Integrationsministerin Claudia Bauer (ÖVP) hatte sich davor bei einer Pressekonferenz zu dem Fall nicht festlegen wollen. „Es gibt hier klare Regeln, an die wir gesetzlich gebunden sind“, so Bauer. Grundsätzlich sei ihre Position, dass Menschen, die in Österreich gut integriert sind, hier auch eine „gute Zukunft“ haben können. Die Frage, ob im konkreten Fall jemand ein Bleiberecht bekommt, sei aber keine politische, sondern eine rechtliche Entscheidung.

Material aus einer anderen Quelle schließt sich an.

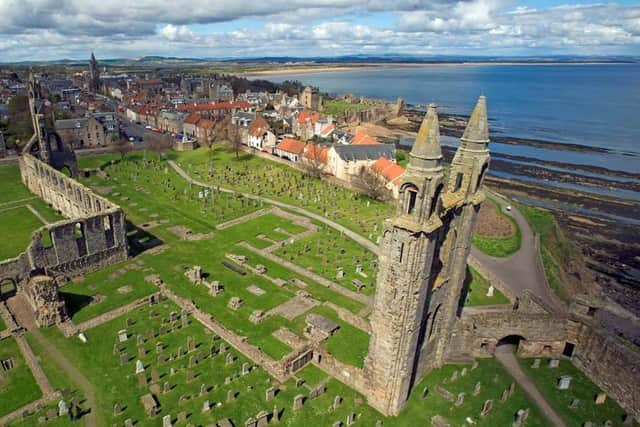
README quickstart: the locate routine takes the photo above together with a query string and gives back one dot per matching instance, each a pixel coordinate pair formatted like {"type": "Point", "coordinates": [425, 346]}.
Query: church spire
{"type": "Point", "coordinates": [477, 129]}
{"type": "Point", "coordinates": [426, 152]}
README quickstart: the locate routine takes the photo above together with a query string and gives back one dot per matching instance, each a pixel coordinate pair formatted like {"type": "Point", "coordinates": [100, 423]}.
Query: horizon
{"type": "Point", "coordinates": [47, 30]}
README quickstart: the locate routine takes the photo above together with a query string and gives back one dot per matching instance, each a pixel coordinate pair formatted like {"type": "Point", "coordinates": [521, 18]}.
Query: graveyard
{"type": "Point", "coordinates": [216, 276]}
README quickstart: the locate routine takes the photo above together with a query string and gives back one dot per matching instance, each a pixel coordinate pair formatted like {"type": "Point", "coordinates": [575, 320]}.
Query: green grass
{"type": "Point", "coordinates": [280, 182]}
{"type": "Point", "coordinates": [106, 283]}
{"type": "Point", "coordinates": [478, 291]}
{"type": "Point", "coordinates": [499, 246]}
{"type": "Point", "coordinates": [326, 251]}
{"type": "Point", "coordinates": [349, 344]}
{"type": "Point", "coordinates": [581, 388]}
{"type": "Point", "coordinates": [338, 107]}
{"type": "Point", "coordinates": [18, 387]}
{"type": "Point", "coordinates": [17, 222]}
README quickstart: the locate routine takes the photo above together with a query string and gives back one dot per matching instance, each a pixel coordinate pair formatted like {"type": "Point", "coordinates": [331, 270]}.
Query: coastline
{"type": "Point", "coordinates": [373, 66]}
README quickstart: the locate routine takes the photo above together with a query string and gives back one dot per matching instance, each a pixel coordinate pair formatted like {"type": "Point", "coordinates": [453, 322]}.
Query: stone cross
{"type": "Point", "coordinates": [297, 402]}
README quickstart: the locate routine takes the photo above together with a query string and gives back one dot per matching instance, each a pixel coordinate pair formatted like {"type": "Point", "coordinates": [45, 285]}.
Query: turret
{"type": "Point", "coordinates": [422, 181]}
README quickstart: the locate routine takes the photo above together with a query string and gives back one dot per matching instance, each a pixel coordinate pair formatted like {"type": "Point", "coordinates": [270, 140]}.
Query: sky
{"type": "Point", "coordinates": [71, 29]}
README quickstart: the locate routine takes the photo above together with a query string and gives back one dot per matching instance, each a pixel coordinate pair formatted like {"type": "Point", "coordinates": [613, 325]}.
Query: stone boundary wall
{"type": "Point", "coordinates": [609, 362]}
{"type": "Point", "coordinates": [93, 236]}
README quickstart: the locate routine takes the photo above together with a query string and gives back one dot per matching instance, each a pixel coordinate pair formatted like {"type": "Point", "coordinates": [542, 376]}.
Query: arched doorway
{"type": "Point", "coordinates": [7, 289]}
{"type": "Point", "coordinates": [511, 340]}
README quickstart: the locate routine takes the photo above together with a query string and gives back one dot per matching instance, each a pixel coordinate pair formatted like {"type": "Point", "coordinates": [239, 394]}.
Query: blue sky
{"type": "Point", "coordinates": [56, 29]}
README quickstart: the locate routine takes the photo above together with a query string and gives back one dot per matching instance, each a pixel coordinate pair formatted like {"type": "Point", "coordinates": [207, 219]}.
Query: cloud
{"type": "Point", "coordinates": [50, 29]}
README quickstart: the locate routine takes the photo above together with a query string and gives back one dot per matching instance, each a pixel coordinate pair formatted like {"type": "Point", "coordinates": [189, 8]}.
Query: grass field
{"type": "Point", "coordinates": [17, 222]}
{"type": "Point", "coordinates": [17, 386]}
{"type": "Point", "coordinates": [478, 291]}
{"type": "Point", "coordinates": [499, 246]}
{"type": "Point", "coordinates": [581, 388]}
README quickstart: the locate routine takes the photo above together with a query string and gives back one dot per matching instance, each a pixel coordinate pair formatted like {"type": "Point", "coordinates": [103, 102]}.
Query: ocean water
{"type": "Point", "coordinates": [593, 105]}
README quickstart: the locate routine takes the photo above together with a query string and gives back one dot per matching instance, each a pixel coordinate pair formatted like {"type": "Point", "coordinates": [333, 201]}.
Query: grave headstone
{"type": "Point", "coordinates": [564, 382]}
{"type": "Point", "coordinates": [297, 402]}
{"type": "Point", "coordinates": [486, 407]}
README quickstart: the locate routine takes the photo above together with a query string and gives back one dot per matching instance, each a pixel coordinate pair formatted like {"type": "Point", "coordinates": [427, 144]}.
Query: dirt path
{"type": "Point", "coordinates": [504, 355]}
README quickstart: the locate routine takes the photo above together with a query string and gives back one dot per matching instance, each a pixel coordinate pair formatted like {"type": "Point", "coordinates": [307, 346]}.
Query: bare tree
{"type": "Point", "coordinates": [157, 142]}
{"type": "Point", "coordinates": [121, 146]}
{"type": "Point", "coordinates": [372, 183]}
{"type": "Point", "coordinates": [312, 163]}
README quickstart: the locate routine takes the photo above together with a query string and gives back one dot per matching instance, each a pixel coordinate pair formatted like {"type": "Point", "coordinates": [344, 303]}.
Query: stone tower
{"type": "Point", "coordinates": [94, 75]}
{"type": "Point", "coordinates": [423, 262]}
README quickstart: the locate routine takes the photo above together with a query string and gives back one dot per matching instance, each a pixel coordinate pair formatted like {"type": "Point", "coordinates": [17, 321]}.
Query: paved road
{"type": "Point", "coordinates": [504, 355]}
{"type": "Point", "coordinates": [522, 270]}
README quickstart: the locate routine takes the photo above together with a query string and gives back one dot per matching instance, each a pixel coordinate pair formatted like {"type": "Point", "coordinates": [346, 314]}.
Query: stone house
{"type": "Point", "coordinates": [290, 149]}
{"type": "Point", "coordinates": [391, 172]}
{"type": "Point", "coordinates": [345, 161]}
{"type": "Point", "coordinates": [189, 124]}
{"type": "Point", "coordinates": [83, 132]}
{"type": "Point", "coordinates": [259, 135]}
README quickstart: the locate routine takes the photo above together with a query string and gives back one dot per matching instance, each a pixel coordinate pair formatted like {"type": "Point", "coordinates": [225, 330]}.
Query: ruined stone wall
{"type": "Point", "coordinates": [93, 237]}
{"type": "Point", "coordinates": [610, 362]}
{"type": "Point", "coordinates": [479, 331]}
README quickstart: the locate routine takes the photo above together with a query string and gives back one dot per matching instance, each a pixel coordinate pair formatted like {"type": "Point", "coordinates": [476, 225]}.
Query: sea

„Müssen humanitäres Bleiberecht erhalten“
„Als Vizekanzler ist mein Bekenntnis zum Rechtsstaat unumstößlich – und genau in diesen Fällen sieht er Möglichkeiten vor. Joseph und Victoria müssen humanitäres Bleiberecht erhalten“, hatte Babler am Donnerstagabend im Kurznachrichten-Dienst Bluesky gefordert. Die Grünen um die stellvertretende Bundessprecherin Alma Zadic verlangten am Freitag von ihm, sich umgehend in der Sache an Innenminister Gerhard Karner (ÖVP) zu wenden.
Tirols FPÖ-Chef Markus Abwerzger wurde in den vergangenen Tagen in mehreren Medien mit dem Satz zitiert, er hoffe, „dass es noch einen anderen Weg gebe, etwa das humanitäre Bleiberecht“. Dem widersprach er am Freitag gegenüber der APA allerdings. Er habe lediglich medial zu verstehen gegeben, dass – sollte sich die Behörde für ein solches humanitäres Bleiberecht aussprechen – es „sicher nicht ganz die Falschen erwischen würde“. „Aber das muss die Behörde entscheiden“, fügte er hinzu.

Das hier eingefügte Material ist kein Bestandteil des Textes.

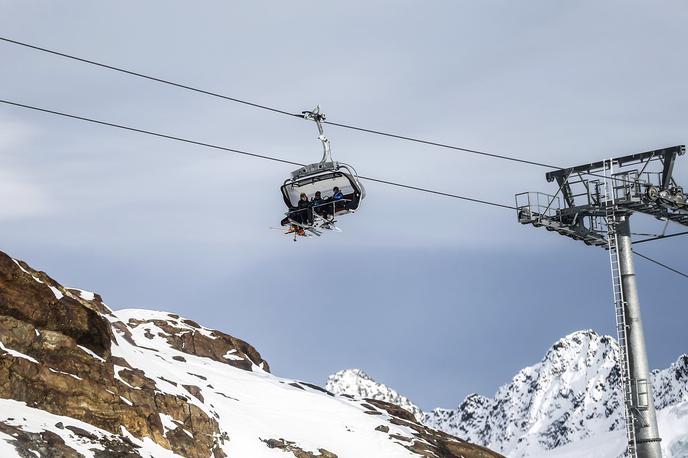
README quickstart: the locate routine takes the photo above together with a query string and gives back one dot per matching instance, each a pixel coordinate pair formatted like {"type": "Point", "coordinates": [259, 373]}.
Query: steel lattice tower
{"type": "Point", "coordinates": [599, 199]}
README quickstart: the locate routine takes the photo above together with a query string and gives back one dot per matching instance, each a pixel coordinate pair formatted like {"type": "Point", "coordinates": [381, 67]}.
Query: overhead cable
{"type": "Point", "coordinates": [245, 153]}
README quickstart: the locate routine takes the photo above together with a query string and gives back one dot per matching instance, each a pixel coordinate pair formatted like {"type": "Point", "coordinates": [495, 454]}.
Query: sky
{"type": "Point", "coordinates": [433, 296]}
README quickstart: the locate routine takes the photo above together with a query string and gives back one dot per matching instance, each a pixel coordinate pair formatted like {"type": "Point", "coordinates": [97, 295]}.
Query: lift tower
{"type": "Point", "coordinates": [598, 200]}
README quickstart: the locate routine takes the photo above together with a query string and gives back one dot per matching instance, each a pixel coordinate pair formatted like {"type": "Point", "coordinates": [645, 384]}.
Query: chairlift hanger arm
{"type": "Point", "coordinates": [318, 117]}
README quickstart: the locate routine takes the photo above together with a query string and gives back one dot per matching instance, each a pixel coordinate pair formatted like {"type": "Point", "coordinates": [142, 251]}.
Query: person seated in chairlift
{"type": "Point", "coordinates": [303, 214]}
{"type": "Point", "coordinates": [317, 202]}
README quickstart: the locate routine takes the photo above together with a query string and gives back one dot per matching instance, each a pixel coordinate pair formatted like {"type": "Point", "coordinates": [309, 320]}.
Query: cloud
{"type": "Point", "coordinates": [21, 198]}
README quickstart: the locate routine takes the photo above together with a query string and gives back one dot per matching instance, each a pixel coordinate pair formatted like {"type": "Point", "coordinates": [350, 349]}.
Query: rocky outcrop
{"type": "Point", "coordinates": [82, 380]}
{"type": "Point", "coordinates": [570, 396]}
{"type": "Point", "coordinates": [189, 337]}
{"type": "Point", "coordinates": [55, 355]}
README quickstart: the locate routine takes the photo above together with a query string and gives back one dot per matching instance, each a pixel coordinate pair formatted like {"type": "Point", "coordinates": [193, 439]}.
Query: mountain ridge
{"type": "Point", "coordinates": [79, 379]}
{"type": "Point", "coordinates": [569, 396]}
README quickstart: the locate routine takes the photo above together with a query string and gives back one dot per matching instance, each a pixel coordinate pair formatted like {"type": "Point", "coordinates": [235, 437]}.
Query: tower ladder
{"type": "Point", "coordinates": [619, 308]}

Für ihn sei klar, dass im Ablauf des Verfahrens seitens der Antragsteller „wohl auf den falschen Aufenthaltstitel gesetzt wurde.“ Auch der blaue Generalsekretär Michael Schnedlitz sah seinen Tiroler Kollegen missverstanden, wie er am Rande einer Pressekonferenz sagte. Abwerzger habe lediglich gesagt, es sei „bedauerlich, dass es gut Integrierte betrifft“, so Schnedlitz.

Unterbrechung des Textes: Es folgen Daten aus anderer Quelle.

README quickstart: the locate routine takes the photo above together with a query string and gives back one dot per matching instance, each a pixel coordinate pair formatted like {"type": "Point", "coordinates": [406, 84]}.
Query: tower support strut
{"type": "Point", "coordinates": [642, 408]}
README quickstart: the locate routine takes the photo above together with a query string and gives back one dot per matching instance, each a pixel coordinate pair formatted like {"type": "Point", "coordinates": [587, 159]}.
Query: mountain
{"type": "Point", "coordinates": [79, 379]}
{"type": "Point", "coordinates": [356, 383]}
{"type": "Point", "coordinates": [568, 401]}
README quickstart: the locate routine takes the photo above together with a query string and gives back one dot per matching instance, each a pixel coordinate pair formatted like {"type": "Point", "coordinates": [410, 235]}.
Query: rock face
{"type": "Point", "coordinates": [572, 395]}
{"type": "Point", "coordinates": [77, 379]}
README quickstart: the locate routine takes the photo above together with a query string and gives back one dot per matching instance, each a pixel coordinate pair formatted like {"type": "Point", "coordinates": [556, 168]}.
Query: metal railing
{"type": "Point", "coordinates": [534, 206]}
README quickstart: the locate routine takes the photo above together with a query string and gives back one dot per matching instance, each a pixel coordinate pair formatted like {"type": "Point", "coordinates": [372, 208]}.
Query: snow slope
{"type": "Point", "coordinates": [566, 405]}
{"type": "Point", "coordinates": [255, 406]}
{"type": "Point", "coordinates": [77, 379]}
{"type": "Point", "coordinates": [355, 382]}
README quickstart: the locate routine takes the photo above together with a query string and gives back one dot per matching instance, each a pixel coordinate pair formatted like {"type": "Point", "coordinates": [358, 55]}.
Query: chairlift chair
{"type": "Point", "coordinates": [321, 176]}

Bestens in Tirol integriert
Die Tiroler Grünen appellierten indes an ÖVP-Landeshauptmann Anton Mattle. „Herr Landeshauptmann, zeigen sie, dass sie für alle Tiroler:innen einstehen. Setzen sie sich für den Verbleib von Joseph und Victoria ein, die hier in Tirol bestens integriert sind“, erklärte Integrationssprecherin Zeliha Arslan in einer Aussendung. Die Landtagsabgeordnete forderte Mattle auf, „sein Schweigen zu brechen und sich bei ÖVP Innenminister Karner für die beiden stark zu machen.“
Der Fall hat allerdings nicht nur die Aufmerksamkeit von Politikern auf sich gezogen, sondern auch zu einer Reihe von Solidaritätsaktionen aus der Bevölkerung geführt. So wurde eine Petition für Joseph und Victoria bis Freitag (10. April) bereits mehr als 35.000 Mal unterzeichnet. Und das Bündnis „Mir sein DO“ und die „ÖH Wien“ haben zwei Kundgebungen organisiert: Am 10. April um 18 Uhr vor dem Innenministerium in Wien und am 11. April um 14 Uhr vor der Annasäule in Innsbruck.